Attempts to repair the country’s hydropower infrastructure face profound obstacles bound up with the economic collapse and rising national tensions that developed from the dissolution of the USSR. This infrastructure fell into disrepair, and repairing it involves large-scale investment that would have to be obtained abroad. It would also risk a hostile response from Uzbekistan, which uses waters from Kyrgyz rivers further downstream for its irrigation and industrial operations.

Under these conditions, Otunbayeva’s regime is appealing to both the US and Russia, but leaning more towards the latter.

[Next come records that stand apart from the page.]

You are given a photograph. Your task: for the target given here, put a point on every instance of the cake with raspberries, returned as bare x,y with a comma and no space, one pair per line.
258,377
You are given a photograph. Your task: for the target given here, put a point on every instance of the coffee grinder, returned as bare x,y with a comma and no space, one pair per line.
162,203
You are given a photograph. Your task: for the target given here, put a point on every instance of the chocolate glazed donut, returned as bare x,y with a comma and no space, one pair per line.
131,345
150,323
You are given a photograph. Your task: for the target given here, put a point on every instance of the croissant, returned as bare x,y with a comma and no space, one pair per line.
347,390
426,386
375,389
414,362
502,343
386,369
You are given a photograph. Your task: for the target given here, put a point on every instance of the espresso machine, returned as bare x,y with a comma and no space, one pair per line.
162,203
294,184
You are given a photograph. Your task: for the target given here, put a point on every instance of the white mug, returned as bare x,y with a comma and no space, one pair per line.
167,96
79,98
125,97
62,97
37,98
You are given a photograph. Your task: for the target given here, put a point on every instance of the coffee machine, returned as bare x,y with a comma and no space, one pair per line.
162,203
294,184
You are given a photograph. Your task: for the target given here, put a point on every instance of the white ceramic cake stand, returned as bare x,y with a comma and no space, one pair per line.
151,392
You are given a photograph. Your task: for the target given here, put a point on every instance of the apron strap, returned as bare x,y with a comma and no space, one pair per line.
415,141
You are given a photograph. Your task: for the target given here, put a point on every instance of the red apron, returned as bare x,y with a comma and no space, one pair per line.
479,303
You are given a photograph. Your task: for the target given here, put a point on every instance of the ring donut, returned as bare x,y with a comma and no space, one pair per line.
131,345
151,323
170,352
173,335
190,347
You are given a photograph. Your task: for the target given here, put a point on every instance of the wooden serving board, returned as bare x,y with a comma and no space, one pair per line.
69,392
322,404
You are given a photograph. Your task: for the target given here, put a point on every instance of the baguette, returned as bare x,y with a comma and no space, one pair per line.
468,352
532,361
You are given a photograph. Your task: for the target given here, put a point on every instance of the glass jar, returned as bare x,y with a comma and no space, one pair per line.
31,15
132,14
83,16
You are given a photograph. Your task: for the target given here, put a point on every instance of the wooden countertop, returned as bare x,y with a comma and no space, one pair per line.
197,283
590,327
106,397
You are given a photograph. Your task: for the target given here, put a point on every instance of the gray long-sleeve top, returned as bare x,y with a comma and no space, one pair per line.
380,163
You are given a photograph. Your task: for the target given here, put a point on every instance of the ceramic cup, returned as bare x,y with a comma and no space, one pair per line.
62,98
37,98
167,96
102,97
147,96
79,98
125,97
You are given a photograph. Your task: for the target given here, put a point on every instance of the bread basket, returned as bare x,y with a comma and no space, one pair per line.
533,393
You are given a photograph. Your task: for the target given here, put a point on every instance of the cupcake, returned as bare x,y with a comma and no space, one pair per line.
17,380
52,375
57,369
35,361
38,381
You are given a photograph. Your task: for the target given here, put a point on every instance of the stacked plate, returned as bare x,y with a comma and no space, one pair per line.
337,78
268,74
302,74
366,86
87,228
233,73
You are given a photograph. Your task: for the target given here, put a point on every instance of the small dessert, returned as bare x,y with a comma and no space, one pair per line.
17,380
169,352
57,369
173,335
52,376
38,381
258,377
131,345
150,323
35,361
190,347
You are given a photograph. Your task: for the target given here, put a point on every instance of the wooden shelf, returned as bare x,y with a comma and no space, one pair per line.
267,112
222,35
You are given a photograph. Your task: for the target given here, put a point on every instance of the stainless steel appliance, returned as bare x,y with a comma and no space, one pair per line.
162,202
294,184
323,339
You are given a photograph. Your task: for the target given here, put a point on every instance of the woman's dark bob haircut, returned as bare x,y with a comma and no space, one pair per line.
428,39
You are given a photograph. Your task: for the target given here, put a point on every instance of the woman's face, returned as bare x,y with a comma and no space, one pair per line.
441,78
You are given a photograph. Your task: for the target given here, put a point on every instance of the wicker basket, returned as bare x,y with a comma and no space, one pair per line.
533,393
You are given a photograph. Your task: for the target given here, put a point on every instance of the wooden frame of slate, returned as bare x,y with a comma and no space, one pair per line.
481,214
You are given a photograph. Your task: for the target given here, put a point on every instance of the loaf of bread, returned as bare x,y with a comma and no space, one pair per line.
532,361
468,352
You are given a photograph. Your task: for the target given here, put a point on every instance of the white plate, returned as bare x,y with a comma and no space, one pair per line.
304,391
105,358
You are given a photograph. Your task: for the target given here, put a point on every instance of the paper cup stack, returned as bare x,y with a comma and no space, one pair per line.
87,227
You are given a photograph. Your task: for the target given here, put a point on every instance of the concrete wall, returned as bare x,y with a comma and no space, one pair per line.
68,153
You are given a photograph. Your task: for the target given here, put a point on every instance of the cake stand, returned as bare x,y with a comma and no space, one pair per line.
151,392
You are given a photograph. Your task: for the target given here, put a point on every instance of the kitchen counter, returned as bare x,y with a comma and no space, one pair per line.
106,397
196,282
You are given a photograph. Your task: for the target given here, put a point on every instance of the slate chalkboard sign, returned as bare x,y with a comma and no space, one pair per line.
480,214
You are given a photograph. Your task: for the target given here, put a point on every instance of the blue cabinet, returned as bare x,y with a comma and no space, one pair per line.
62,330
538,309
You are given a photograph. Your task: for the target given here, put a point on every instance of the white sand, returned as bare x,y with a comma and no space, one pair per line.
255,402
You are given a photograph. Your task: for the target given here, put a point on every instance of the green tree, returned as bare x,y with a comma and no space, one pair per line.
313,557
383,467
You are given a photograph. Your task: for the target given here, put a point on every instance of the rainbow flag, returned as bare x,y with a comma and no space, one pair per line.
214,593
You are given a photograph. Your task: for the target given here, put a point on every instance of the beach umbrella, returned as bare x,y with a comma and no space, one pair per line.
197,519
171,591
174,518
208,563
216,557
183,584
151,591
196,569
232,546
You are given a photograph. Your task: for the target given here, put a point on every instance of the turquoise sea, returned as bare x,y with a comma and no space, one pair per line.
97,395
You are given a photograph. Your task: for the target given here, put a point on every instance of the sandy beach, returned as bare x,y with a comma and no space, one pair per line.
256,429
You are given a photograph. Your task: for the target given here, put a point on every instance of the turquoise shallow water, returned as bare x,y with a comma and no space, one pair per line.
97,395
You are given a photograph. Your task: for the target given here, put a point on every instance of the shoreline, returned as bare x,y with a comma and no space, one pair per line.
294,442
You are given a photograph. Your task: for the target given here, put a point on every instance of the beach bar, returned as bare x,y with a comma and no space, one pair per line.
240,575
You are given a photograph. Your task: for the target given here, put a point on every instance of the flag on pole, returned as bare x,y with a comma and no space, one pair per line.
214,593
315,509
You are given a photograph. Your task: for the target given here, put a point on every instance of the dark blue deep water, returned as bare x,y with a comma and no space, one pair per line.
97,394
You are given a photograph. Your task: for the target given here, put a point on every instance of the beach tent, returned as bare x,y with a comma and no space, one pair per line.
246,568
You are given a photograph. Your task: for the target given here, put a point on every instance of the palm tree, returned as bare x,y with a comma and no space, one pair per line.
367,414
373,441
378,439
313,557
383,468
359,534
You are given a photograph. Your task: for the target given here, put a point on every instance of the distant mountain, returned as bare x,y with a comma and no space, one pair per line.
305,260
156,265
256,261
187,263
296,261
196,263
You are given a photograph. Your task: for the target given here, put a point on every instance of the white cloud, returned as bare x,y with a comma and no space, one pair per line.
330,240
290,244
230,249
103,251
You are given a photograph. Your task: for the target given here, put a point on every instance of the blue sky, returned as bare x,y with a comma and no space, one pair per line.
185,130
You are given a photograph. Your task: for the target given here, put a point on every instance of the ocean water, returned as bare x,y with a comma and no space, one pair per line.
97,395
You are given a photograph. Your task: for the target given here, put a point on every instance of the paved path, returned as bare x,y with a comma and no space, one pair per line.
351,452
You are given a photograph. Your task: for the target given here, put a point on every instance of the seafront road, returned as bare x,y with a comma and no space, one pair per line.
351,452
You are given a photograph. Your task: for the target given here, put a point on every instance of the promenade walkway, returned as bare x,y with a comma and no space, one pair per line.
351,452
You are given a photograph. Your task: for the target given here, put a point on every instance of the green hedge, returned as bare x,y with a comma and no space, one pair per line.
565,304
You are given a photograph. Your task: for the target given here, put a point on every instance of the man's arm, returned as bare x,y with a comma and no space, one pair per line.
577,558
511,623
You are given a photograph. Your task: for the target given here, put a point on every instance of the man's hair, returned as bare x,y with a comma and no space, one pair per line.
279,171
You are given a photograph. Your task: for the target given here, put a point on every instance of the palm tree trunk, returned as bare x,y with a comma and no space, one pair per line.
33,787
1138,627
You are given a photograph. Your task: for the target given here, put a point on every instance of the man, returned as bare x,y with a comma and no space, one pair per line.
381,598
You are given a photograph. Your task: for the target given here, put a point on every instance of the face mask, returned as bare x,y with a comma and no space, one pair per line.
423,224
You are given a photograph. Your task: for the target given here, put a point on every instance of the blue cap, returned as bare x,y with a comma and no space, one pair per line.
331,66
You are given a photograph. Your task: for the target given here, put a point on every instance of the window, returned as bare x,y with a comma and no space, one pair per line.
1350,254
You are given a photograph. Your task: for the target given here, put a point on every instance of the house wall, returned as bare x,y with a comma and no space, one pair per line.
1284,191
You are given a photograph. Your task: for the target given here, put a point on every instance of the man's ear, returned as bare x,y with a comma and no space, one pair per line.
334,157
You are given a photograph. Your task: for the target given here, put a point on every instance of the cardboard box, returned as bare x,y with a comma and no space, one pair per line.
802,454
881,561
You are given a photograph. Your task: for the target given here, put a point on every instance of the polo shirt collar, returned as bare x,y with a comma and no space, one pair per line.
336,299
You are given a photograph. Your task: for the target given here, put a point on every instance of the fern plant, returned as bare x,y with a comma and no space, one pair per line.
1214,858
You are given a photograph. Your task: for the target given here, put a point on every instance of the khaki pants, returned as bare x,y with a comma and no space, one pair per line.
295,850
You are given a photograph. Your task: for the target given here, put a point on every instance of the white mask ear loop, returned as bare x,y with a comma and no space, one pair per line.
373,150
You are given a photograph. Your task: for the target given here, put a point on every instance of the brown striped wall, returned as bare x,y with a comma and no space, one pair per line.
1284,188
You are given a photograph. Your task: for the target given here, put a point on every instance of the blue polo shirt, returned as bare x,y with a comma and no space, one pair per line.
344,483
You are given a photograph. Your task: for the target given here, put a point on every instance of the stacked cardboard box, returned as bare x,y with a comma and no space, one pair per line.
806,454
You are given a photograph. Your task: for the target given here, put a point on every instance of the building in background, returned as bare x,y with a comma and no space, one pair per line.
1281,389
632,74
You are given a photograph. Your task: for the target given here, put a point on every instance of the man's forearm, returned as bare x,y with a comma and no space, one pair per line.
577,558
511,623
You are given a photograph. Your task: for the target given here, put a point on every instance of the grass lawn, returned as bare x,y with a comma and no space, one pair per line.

She sent a delegation to Moscow yesterday to ask for humanitarian assistance, including oil supplies, commenting: “We have a range of needs, above all, oil products, and we need finance.”

Deputy interim government leader Omurbek Tekebayev announced yesterday that “in event of a conflict, Russian troops could participate in bringing peace.” Tekebayev noted that while Kyrgyz law does not allow foreign forces to participate in internal conflicts, this law might be overlooked if his government lost control of the situation.

Such a deployment would heighten US-Russia rivalry for influence in Central Asia, with potentially explosive consequences.